As I was starving and parched myself, I had no choice but to fall down and face the beast before being too tired and weak. I took my two-bladed sword on my back. I hardly knew how to use it, but a bare handed fight was not a good way to stay alive against a bear. I thought a moment that I could shift and run. As a wolf, it would be easy to let the bear far away on my back. But I had done this all journey to take my things back to Zeltiva, not to lose them in the middle of nowhere. Sitting on my branch, I hesitated during long minutes. If I felt down, I could not flee as a human: too slow. If I was to fight, I had no good chances too. God, it was a bear! And I could not stand there waiting for a providential help. It cut no ice.
I looked at my bag. Would I be able to hold it on my wolf jaws? Certainly not without breaking my teeth and this was out of the question. All right then, it left me only one solution: ruse.
I took my bag and threw it the further I could.

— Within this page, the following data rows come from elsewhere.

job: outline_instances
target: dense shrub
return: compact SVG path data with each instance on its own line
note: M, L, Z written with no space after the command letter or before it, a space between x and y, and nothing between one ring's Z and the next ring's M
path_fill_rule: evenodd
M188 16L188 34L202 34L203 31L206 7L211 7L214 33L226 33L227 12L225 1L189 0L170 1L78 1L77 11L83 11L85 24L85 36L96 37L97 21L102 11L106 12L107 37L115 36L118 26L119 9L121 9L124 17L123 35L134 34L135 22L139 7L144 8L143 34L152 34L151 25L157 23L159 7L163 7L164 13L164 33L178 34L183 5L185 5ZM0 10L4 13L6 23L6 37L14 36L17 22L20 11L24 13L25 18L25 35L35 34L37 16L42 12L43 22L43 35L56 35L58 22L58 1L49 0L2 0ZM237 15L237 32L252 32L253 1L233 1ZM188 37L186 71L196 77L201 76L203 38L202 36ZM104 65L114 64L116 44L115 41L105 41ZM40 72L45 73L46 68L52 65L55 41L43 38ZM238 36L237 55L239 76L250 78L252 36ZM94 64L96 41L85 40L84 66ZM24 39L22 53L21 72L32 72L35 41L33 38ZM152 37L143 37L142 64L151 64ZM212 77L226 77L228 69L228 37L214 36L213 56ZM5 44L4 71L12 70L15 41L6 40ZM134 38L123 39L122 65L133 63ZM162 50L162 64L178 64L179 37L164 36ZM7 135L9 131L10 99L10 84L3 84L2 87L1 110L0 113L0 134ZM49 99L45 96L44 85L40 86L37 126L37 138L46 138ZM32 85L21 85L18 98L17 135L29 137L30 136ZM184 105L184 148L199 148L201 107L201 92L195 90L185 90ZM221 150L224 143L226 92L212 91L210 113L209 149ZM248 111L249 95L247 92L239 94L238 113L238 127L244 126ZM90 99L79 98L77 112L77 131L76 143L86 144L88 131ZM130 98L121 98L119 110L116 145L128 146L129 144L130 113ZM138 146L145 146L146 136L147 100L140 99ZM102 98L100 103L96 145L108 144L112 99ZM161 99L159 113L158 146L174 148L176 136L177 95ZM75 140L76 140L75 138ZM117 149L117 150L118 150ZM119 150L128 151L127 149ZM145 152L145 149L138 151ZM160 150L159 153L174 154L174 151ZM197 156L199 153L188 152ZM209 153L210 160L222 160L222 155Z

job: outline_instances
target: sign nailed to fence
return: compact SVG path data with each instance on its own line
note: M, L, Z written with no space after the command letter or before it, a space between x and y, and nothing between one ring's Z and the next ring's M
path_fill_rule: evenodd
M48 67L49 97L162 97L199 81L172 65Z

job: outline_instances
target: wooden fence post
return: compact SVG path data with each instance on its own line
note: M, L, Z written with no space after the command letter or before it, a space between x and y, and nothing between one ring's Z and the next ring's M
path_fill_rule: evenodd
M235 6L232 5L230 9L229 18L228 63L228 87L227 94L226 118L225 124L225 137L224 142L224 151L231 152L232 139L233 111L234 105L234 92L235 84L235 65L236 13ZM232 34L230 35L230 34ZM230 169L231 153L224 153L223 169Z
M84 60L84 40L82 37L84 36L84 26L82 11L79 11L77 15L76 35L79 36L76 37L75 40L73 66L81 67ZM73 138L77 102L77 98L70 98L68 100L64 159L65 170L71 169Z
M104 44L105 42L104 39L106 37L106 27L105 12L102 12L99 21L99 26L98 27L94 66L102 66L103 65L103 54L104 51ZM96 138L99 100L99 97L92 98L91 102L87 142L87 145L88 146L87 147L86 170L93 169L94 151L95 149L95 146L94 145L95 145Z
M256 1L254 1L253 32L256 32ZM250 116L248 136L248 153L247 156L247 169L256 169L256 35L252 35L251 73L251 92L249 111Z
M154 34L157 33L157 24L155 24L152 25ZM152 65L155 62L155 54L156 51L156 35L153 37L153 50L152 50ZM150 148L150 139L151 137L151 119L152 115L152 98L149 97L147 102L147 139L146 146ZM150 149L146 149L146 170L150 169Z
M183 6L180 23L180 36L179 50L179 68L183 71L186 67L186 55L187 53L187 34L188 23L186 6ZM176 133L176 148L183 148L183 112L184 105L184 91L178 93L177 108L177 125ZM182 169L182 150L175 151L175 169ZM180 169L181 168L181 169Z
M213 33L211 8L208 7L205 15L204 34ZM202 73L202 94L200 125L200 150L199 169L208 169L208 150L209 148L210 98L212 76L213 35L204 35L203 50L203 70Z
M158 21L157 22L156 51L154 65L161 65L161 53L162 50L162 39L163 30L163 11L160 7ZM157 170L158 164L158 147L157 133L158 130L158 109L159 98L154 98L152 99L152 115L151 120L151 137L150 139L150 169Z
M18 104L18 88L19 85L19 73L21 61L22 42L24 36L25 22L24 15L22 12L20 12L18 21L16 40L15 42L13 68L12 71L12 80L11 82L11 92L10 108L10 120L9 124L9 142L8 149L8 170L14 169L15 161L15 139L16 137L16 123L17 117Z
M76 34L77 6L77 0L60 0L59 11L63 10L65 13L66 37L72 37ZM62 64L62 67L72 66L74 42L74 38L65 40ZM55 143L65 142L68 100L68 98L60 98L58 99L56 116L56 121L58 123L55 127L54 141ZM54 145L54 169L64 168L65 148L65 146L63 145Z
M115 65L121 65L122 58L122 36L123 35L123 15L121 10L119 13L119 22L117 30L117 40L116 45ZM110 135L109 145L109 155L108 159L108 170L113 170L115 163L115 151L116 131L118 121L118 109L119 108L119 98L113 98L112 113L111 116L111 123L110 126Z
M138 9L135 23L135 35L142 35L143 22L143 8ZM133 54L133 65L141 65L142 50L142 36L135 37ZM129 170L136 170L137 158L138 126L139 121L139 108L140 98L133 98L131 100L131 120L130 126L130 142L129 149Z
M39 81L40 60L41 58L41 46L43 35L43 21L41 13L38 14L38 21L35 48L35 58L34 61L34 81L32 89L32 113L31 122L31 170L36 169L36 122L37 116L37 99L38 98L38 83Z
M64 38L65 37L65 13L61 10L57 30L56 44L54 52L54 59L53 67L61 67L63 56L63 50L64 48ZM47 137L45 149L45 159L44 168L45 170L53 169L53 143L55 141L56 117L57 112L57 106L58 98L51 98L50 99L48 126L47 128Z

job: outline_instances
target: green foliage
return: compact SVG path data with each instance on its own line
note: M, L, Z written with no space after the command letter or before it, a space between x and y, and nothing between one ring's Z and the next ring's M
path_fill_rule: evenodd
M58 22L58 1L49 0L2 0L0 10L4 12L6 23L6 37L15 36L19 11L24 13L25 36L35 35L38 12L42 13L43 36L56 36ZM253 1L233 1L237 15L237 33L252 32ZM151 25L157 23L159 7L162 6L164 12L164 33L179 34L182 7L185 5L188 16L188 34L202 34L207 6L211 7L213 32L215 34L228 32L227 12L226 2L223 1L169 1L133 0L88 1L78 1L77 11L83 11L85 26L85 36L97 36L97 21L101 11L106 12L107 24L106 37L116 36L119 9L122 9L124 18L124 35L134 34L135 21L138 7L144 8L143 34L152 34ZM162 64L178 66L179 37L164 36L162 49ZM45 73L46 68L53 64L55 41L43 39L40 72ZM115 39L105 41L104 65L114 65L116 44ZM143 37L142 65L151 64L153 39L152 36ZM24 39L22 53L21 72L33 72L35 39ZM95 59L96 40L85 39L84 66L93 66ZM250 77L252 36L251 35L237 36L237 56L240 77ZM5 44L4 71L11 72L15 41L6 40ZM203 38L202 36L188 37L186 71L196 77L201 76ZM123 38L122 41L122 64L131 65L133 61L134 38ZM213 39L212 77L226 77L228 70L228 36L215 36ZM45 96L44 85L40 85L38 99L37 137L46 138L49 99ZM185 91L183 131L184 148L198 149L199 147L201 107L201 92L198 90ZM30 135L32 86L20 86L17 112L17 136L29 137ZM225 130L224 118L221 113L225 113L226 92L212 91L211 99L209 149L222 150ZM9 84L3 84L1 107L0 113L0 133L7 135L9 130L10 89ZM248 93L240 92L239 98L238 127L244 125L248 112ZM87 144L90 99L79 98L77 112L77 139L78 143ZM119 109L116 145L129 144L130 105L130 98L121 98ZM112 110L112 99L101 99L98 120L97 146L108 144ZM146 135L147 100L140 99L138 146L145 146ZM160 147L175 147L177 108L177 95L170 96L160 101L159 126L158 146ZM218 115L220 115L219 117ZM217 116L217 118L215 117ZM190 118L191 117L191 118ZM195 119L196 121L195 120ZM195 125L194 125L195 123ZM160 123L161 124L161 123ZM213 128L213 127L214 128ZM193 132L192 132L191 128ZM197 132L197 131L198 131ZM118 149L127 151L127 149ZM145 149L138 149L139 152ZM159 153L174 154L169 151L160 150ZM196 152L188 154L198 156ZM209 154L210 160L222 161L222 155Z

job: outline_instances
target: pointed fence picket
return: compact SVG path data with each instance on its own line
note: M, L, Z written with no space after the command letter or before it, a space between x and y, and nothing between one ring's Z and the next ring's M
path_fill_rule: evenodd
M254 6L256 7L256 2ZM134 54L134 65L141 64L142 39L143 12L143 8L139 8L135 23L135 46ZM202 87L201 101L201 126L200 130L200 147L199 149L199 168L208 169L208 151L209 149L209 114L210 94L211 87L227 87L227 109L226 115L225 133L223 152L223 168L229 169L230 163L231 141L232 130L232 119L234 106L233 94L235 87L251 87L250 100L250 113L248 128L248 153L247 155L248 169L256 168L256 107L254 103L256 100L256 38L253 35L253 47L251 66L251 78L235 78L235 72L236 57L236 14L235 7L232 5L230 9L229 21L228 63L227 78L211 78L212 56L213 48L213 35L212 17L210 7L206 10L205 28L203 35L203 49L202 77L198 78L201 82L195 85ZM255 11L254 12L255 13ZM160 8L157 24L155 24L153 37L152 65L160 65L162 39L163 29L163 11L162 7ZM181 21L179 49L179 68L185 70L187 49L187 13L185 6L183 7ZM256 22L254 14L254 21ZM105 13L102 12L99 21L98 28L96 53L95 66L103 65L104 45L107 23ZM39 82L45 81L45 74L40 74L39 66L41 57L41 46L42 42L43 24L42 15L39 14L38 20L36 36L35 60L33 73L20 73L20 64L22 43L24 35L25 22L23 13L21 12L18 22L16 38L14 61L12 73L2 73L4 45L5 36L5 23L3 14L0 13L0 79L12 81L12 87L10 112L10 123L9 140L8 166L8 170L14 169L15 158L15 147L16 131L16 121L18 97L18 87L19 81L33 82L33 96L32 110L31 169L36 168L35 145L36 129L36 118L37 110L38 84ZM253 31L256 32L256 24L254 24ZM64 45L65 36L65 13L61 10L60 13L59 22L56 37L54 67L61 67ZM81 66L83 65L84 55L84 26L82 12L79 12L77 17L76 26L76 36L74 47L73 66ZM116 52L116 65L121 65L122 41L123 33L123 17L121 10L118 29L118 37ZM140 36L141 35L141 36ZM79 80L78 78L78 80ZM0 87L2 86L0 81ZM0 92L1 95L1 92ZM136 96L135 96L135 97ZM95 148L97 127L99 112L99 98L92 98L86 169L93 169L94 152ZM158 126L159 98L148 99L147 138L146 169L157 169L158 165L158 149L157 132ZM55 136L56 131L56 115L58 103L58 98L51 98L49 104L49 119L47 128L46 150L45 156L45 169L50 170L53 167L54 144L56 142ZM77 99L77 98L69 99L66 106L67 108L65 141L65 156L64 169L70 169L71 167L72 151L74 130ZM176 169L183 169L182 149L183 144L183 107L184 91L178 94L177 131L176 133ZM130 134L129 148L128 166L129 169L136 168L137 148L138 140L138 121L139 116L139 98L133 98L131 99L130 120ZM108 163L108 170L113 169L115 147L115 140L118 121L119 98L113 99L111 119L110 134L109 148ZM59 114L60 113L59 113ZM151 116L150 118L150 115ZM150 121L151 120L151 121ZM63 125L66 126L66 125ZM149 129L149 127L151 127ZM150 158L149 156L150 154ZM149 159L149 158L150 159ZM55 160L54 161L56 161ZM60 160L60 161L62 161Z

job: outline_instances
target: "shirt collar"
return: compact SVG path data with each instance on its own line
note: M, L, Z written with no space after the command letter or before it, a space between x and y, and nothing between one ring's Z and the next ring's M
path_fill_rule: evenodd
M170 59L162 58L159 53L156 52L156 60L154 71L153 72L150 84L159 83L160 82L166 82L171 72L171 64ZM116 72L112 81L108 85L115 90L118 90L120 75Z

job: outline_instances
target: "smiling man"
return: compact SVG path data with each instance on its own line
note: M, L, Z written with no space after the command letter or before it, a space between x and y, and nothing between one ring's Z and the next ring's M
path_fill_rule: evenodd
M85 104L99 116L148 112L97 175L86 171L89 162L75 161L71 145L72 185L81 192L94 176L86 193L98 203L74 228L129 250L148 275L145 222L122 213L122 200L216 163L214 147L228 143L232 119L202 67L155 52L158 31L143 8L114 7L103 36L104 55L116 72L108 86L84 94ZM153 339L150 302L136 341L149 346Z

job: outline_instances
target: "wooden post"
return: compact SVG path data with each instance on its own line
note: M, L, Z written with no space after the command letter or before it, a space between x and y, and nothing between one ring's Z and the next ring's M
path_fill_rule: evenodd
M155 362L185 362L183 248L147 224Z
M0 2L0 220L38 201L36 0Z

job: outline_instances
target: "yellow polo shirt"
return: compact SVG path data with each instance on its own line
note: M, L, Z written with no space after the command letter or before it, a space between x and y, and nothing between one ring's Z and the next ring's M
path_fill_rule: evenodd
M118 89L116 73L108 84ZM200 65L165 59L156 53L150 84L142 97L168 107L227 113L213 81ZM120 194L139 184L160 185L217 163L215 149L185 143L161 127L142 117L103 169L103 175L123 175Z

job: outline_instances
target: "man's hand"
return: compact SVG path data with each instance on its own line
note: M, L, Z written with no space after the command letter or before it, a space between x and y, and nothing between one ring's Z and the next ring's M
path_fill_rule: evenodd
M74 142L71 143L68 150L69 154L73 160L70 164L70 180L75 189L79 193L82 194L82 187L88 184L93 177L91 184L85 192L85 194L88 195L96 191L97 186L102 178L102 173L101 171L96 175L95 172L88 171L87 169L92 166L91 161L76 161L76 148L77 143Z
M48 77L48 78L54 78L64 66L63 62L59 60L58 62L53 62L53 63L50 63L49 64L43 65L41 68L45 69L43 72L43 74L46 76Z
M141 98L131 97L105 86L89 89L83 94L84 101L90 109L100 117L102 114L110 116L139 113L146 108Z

It felt few feet further with a metallic thud and caught the beast attention. I did not wait any longer. As quick as I could, I jumped from my branch, swiped along the trunk and rolled in the grass, my sword pressed on my palm. The bear turned its big head and looked at me with its tiny black eyes as I stood up. Suddenly, my bag was no more interesting to him and I saw him standing on two paws, growling. He was much huger than I had expected, much more underfed too. I knew I was not able to kill him; my only chance was to hurt him on its paws, so that he would not be so fast while running. And if ever I was to be beaten, I could always shift at the very last second, even if it meant loosing my only belongings.
The bear attacked before I was ready. At the very second, I parried its claws with the tip of my sword, cutting no more than some fur. Half-scared and half-ready, I was waiting for the bear to attack again, to find a break on its defence and turning around it, jumping and dumping to avoid being hurt by its huge paws that could kill a man with one slap. This strategy enabled me to wound it twice on its back paws and I was quite sure that it left knee was now unable to bear its weight. But as I was to injure it one last time, its muscle paw hurt me on the shoulder as I had been unable to duck in time. Covered with blood, my shoulder became fast very painful. It was no more time to check if the bear could run or not. I had to flee, right now, before having lost too much blood.
Turning carefully around the bear, I ducked very fast to catch my bag and without another look, I showed a clean pair of heels. My sword on one hand, my bag on the other, I ran as fast as I could, straining my ears to know whether the bear was behind me. It was not. It tried to follow me few feet long, but soon its knee injuries threatened it to much. I thanked all the gods I knew for that chance.
More scared than exhausted, I ran a mile or two, until my legs could no longer hold me. When I finally stopped, I looked at my shoulder and grimace: the wound looked terribly bad. I torn a piece of clothe of my pan and tried to dress it as I could. It burned evilly.
“I shall not stop” I said to encourage myself.
I pushed my bag on my healthy shoulder and put my sword back on my back. In the horizon, a silver line was growing. The last day of my journey had just begun.